Clavascidium

Scientific classification
- Domain: Eukaryota
- Kingdom: Fungi
- Division: Ascomycota
- Class: Eurotiomycetes
- Order: Verrucariales
- Family: Verrucariaceae
- Genus: Clavascidium Breuss (1996)
- Type species: Clavascidium umbrinum (Breuss) Breuss (1996)
- Species: C. antillarum C. imitans C. kisovense C. krylovianum C. lacinulatum C. pseudorufescens C. semaforonense

= Clavascidium =

Genus of lichens

Clavascidium is a genus of lichens in the family Verrucariaceae.

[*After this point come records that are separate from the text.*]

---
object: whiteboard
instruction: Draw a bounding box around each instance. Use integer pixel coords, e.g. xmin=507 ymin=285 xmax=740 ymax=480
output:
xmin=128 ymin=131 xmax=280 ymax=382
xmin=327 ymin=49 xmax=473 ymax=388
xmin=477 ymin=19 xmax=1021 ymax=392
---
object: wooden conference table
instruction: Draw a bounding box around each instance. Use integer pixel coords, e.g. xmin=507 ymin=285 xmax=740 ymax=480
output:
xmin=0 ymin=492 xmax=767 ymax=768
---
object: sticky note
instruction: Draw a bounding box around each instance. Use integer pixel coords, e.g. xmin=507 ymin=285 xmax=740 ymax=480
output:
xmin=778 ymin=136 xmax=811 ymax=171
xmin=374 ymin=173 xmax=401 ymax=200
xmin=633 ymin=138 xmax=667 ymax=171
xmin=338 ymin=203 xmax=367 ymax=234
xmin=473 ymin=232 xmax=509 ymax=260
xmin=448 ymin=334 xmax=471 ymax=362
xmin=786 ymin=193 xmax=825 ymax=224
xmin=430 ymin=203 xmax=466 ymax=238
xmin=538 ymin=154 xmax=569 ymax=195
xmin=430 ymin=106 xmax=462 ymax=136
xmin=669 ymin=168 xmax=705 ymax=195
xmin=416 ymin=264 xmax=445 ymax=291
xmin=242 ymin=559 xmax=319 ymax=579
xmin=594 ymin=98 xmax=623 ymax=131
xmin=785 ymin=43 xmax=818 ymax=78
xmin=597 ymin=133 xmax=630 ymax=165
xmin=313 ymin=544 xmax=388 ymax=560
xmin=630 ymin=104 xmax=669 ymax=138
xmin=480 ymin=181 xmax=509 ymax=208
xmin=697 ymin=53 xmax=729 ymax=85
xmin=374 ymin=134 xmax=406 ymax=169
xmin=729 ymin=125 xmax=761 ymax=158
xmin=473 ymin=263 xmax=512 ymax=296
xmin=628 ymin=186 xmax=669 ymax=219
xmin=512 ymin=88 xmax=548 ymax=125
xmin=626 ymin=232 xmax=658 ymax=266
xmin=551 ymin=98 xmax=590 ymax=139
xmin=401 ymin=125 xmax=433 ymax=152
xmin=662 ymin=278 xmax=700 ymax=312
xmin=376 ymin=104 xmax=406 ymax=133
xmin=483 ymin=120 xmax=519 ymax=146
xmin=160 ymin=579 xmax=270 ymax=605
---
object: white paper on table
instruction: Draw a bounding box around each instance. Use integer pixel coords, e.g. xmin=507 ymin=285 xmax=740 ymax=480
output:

The genus was circumscribed in 1996 by Austrian lichenologist Othmar Breuss. Because the type species of the genus, Clavascidium umbrinum, has been shown using molecular phylogenetics to belong to genus Placidium, Cécile Gueidan and colleagues proposed to unite Clavascidium with Placidium in a 2009 publication. Despite this, the genus has been retained in recent publications of fungal classification.

==Species==
- Clavascidium antillarum (Breuss) Breuss (1996)
- Clavascidium imitans (Breuss) M.Prieto (2012)
- Clavascidium kisovense (Zahlbr.) Breuss (1996)
- Clavascidium krylovianum (Tomin) M.Prieto (2012)
- Clavascidium lacinulatum (Ach.) M.Prieto (2012)
- Clavascidium pseudorufescens (Breuss) M.Prieto (2012)
- Clavascidium semaforonense (Breuss) M.Prieto (2012)
- Clavascidium sinense T.T.Zhang & X.L.Wei (2022) – China

A couple of species once proposed for inclusion in this genus are now classified in other genera:
- Clavascidium liratum (Breuss) Breuss (1996) is now Anthracocarpon virescens
- Clavascidium umbrinum (Breuss) Breuss (1996) is now Placidium umbrinum.

A proposed generic transfer of Catapyrenium alvarense Breuss (1994) to Clavascidium in 2017 was invalidly published according to nomenclatural rules.